Geography: You're right - there is no sprawl in California. Everyone hangs out
at Buck's and the 880 or 280 (take your pick - I prefer scenic Newark) to San
Jose ia a short, leasurely jaunt.

BTW, I drink a lot of coffee. Re-phrase: A LOT OF COFFEE. When I'm in a coffee
shop, I tend to be head down, working away - I'm not broadcasting that I'm
working on a startup or looking to get a "feel" for what other startups in
Atlanta are doing. There's plenty of more efficient ways to do that (ATDC/TAG,
AWE, YnR, etc.).

Business Mix: God forbid that you'd ever want to associate with anyone that
might be your customer/end-user or just a regular human. I love my startup(s).
I love hanging out with the other "Crazy People" (I assume you mean
"entrepreneurs") here in Atlanta. But 99.99999% (don't hold me to that - I
made it up) of the world is NOT made up of startup entrepreneurs. Be wary of
hillbillies with "real world" perspectives - we shall rule the world y'all.

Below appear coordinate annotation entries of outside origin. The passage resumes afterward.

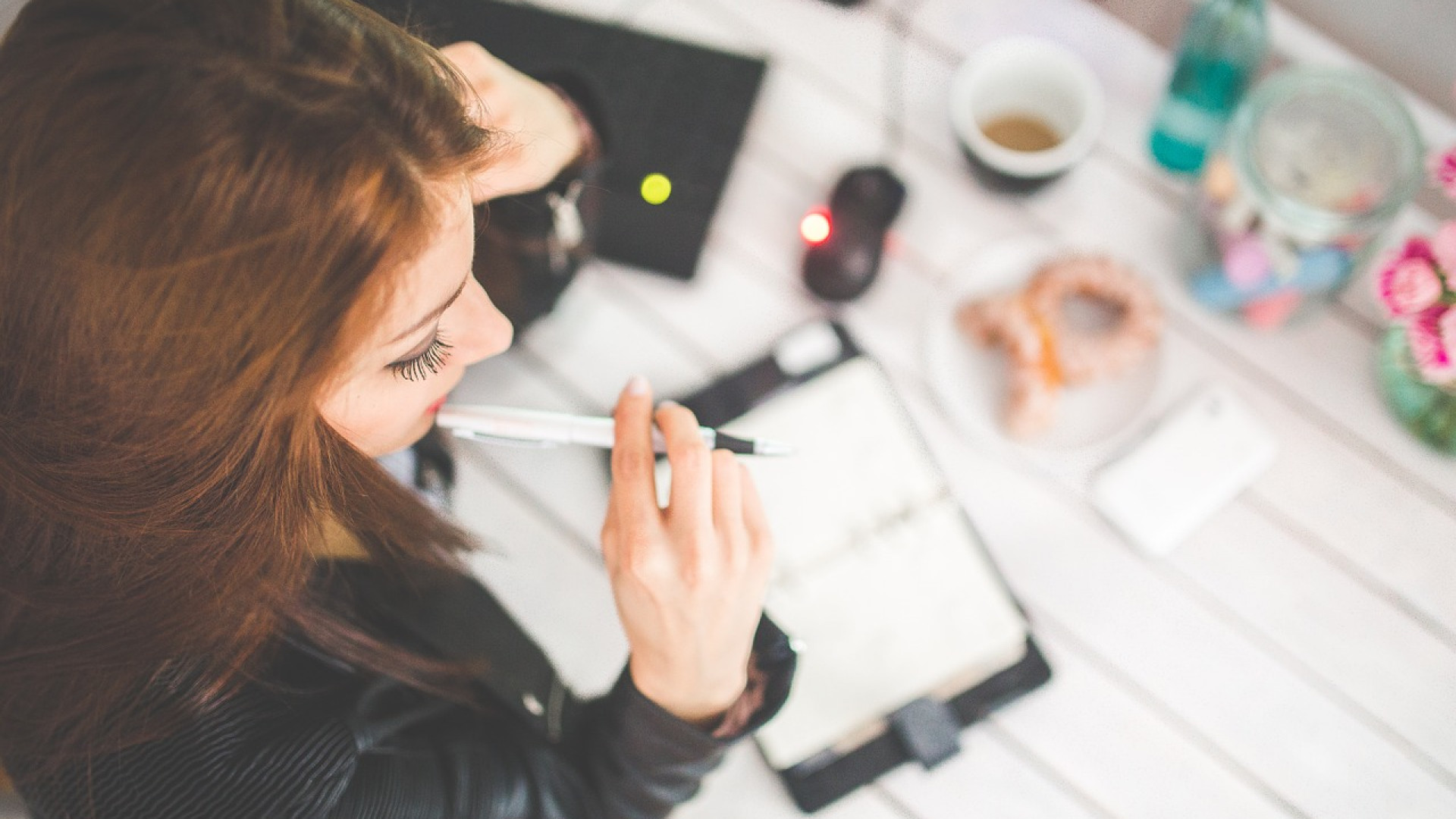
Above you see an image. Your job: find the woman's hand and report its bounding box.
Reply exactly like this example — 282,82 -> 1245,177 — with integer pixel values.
440,42 -> 584,204
601,378 -> 774,724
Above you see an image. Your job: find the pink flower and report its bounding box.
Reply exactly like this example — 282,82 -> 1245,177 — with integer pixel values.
1405,307 -> 1456,383
1396,236 -> 1436,264
1431,218 -> 1456,277
1429,146 -> 1456,199
1379,256 -> 1442,316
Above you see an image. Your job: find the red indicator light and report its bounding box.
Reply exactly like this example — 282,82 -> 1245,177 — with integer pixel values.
799,210 -> 830,245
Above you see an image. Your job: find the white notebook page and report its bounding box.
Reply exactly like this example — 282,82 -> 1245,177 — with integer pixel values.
701,357 -> 1027,770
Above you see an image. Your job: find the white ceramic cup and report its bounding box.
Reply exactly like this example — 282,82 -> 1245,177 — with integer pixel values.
951,36 -> 1106,182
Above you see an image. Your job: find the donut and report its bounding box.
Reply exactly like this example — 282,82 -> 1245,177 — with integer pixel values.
1027,256 -> 1163,383
956,256 -> 1163,438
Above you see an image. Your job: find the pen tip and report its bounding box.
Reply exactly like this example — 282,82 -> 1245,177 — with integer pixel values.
753,438 -> 795,455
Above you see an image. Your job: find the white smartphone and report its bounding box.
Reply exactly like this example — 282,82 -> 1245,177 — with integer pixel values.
1092,384 -> 1279,554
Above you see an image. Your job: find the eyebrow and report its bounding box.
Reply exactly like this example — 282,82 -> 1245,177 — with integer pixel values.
391,274 -> 470,344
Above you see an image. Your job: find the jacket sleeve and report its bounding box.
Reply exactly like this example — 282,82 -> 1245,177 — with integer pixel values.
328,620 -> 793,819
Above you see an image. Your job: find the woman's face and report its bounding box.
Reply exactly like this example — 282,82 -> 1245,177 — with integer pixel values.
318,184 -> 513,456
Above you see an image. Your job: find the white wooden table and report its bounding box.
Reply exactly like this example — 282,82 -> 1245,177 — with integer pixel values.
442,0 -> 1456,819
0,0 -> 1456,819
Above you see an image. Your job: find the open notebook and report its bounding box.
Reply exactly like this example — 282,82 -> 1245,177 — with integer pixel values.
667,322 -> 1048,810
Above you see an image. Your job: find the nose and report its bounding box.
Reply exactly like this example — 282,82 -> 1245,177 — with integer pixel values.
454,277 -> 516,364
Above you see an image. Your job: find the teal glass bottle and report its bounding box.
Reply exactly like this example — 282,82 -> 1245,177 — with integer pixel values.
1149,0 -> 1268,174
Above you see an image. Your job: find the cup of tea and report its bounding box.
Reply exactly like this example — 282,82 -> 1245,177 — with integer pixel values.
951,36 -> 1106,191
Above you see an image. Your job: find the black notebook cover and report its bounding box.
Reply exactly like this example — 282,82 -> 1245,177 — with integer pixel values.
682,322 -> 1051,811
364,0 -> 767,278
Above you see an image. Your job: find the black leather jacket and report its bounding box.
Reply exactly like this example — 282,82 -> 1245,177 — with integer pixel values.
8,563 -> 795,819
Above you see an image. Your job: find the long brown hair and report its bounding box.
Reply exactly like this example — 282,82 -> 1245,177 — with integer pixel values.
0,0 -> 489,764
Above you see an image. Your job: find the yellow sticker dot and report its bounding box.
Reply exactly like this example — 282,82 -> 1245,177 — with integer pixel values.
642,174 -> 673,204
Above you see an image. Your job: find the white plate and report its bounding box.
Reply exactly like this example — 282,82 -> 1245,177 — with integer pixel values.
926,236 -> 1162,450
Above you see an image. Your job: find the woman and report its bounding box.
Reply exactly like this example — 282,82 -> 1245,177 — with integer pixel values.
0,0 -> 792,819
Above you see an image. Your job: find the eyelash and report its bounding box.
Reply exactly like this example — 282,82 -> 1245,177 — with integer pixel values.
389,334 -> 450,381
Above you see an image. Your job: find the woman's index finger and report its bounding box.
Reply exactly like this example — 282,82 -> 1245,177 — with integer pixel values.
611,376 -> 658,516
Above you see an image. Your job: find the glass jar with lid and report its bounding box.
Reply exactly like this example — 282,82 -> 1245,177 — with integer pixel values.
1185,68 -> 1423,329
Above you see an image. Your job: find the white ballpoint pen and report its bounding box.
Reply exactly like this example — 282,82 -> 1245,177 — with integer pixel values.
435,403 -> 793,455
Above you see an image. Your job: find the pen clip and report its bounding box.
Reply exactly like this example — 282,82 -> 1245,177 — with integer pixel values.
450,428 -> 560,449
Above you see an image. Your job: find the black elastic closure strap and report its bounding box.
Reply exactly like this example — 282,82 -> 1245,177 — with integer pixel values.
890,697 -> 961,770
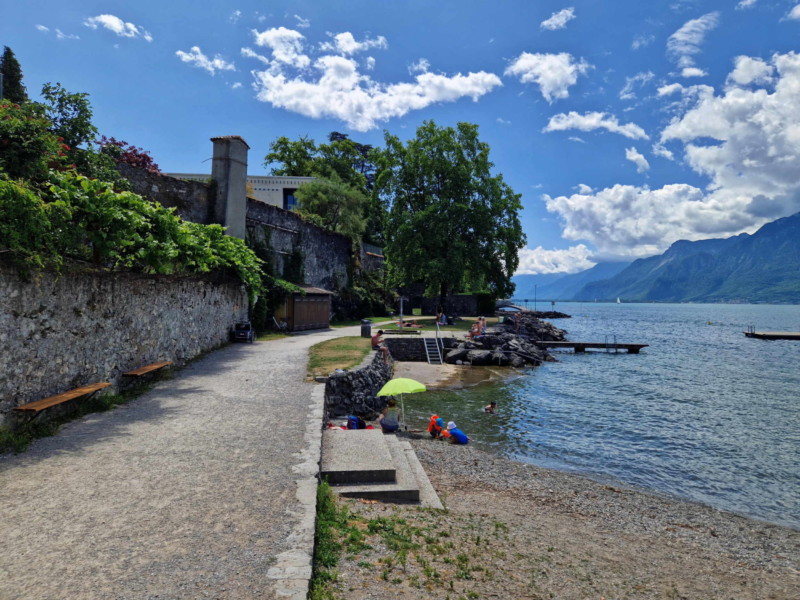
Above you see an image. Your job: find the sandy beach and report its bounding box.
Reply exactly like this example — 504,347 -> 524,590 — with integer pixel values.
324,365 -> 800,600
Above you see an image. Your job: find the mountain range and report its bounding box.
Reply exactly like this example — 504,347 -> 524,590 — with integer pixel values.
513,213 -> 800,303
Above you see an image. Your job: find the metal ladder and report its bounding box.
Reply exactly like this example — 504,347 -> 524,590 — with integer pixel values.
422,337 -> 442,365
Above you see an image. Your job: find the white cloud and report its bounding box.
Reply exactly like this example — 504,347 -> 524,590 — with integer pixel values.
254,55 -> 502,131
545,52 -> 800,259
515,244 -> 596,275
667,12 -> 719,68
619,71 -> 655,100
253,27 -> 311,69
320,31 -> 389,56
539,8 -> 575,31
726,56 -> 775,86
631,34 -> 656,50
408,58 -> 431,75
543,111 -> 648,140
504,52 -> 592,104
175,46 -> 236,75
625,146 -> 650,173
56,29 -> 80,41
83,15 -> 153,42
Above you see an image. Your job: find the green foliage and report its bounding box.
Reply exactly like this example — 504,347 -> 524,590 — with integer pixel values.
0,46 -> 28,104
0,102 -> 63,182
378,121 -> 525,297
295,179 -> 367,243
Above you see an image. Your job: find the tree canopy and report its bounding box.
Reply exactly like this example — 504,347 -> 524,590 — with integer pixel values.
377,121 -> 525,297
0,46 -> 28,104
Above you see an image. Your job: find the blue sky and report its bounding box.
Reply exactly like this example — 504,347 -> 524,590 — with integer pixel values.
0,0 -> 800,274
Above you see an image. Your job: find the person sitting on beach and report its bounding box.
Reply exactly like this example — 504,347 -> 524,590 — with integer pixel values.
378,398 -> 400,433
447,421 -> 469,444
428,415 -> 444,439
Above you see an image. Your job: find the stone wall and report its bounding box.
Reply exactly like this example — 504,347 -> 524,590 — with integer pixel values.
0,264 -> 247,425
325,352 -> 392,419
117,163 -> 214,224
247,198 -> 352,292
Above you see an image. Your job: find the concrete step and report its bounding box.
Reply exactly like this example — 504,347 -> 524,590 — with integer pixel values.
320,429 -> 397,485
333,434 -> 420,502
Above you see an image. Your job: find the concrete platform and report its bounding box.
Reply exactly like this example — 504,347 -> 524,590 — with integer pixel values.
320,429 -> 396,485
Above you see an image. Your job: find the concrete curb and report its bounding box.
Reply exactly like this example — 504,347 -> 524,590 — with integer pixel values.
267,385 -> 325,600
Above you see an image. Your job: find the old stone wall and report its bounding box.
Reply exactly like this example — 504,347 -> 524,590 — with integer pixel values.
117,163 -> 214,224
247,198 -> 352,292
325,352 -> 392,419
0,264 -> 247,425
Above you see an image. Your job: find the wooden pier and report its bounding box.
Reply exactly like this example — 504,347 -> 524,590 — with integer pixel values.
536,342 -> 650,354
744,330 -> 800,341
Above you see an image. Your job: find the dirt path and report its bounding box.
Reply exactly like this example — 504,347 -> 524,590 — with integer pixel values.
0,329 -> 355,600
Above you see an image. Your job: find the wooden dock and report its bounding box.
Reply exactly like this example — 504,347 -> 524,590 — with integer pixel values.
743,330 -> 800,341
536,342 -> 650,354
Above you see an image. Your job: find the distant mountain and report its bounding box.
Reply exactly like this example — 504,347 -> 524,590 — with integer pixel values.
573,213 -> 800,303
511,262 -> 631,300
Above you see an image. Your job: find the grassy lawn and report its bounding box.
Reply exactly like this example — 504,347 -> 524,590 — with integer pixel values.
308,336 -> 372,379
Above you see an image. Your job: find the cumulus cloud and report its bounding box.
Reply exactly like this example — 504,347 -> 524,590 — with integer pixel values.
83,15 -> 153,42
619,71 -> 655,100
515,244 -> 595,275
247,27 -> 502,131
544,52 -> 800,259
539,8 -> 575,31
320,31 -> 389,56
175,46 -> 236,75
253,27 -> 311,69
625,146 -> 650,173
504,52 -> 592,104
543,111 -> 648,140
726,56 -> 775,86
667,12 -> 719,69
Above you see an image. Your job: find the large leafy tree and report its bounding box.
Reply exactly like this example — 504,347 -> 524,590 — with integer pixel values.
0,46 -> 28,104
378,121 -> 525,298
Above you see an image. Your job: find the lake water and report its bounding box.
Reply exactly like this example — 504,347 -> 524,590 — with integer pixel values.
405,303 -> 800,528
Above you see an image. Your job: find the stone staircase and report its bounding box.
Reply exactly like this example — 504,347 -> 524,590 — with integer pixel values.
320,429 -> 443,508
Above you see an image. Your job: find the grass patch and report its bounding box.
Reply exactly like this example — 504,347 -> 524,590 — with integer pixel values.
308,336 -> 372,379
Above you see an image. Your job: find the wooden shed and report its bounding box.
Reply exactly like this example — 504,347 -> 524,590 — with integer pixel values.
276,286 -> 333,331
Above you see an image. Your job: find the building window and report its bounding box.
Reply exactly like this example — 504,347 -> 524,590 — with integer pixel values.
283,188 -> 297,210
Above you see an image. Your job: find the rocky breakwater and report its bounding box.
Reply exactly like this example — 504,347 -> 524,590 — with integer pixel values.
444,311 -> 566,368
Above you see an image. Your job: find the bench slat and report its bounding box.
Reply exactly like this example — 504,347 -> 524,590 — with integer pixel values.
122,360 -> 172,377
14,381 -> 111,412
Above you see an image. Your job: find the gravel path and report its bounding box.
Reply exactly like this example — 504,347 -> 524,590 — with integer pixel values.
0,328 -> 357,600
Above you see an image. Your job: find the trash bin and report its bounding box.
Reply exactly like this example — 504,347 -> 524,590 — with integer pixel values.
361,319 -> 372,338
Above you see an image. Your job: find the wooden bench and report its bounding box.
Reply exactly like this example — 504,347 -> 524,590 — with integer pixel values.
14,381 -> 111,420
122,360 -> 172,377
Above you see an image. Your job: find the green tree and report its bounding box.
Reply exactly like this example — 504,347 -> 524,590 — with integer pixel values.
378,121 -> 525,298
295,179 -> 367,242
0,46 -> 28,104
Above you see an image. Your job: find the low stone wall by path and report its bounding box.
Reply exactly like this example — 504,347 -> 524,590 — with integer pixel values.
0,264 -> 248,425
325,352 -> 392,420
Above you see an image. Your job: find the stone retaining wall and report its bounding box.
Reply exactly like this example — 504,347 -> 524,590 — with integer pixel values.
0,264 -> 247,425
325,352 -> 392,420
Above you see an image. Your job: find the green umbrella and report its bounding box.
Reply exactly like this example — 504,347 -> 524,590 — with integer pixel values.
377,377 -> 427,429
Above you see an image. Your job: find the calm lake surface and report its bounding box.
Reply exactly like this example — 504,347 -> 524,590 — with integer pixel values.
404,303 -> 800,528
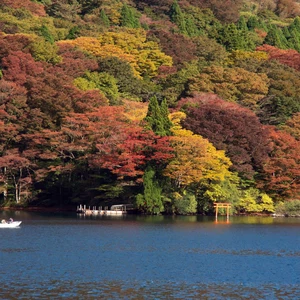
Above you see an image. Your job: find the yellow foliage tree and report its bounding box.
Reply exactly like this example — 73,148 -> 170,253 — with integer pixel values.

Business Culture: By "porosity" I'm guessing you mean Yahoo Lunch 2.0, Google
seminars, etc. If so, you'd be right. I'll admit that UPS, Home Depot, et. al.
don't exactly fling their doors open, but they're not that type of company.
Google has offices here. They certainly have enough servers a few feet down
from my colo rack. I'm not seeing much "porosity" from them, but then again,
I'm guessing at what you mean.

Don't get me wrong, I'm not saying Atlanta is perfect. I will probably NOT be
able to raise the capital I'm looking for locally. The local investors don't
really get the space I'm in (and candidly, that's just because there aren't
that many local investors). And I'm aware that investors want to be able to
drive to your office and flash the pimp hand, etc., etc. (No offense to any
investor types either). But the water in SV does NOT make you smarter or
better able to execute. Yes, there are enablers there, and most will never
leave. But I've got cheap rent, some pretty smart people working with me and
AirTran has cheap tickets to SFO.

Full Disclaimer: I've changed my position many times before (as recently as
this morning) and reserve the right to do so in the future.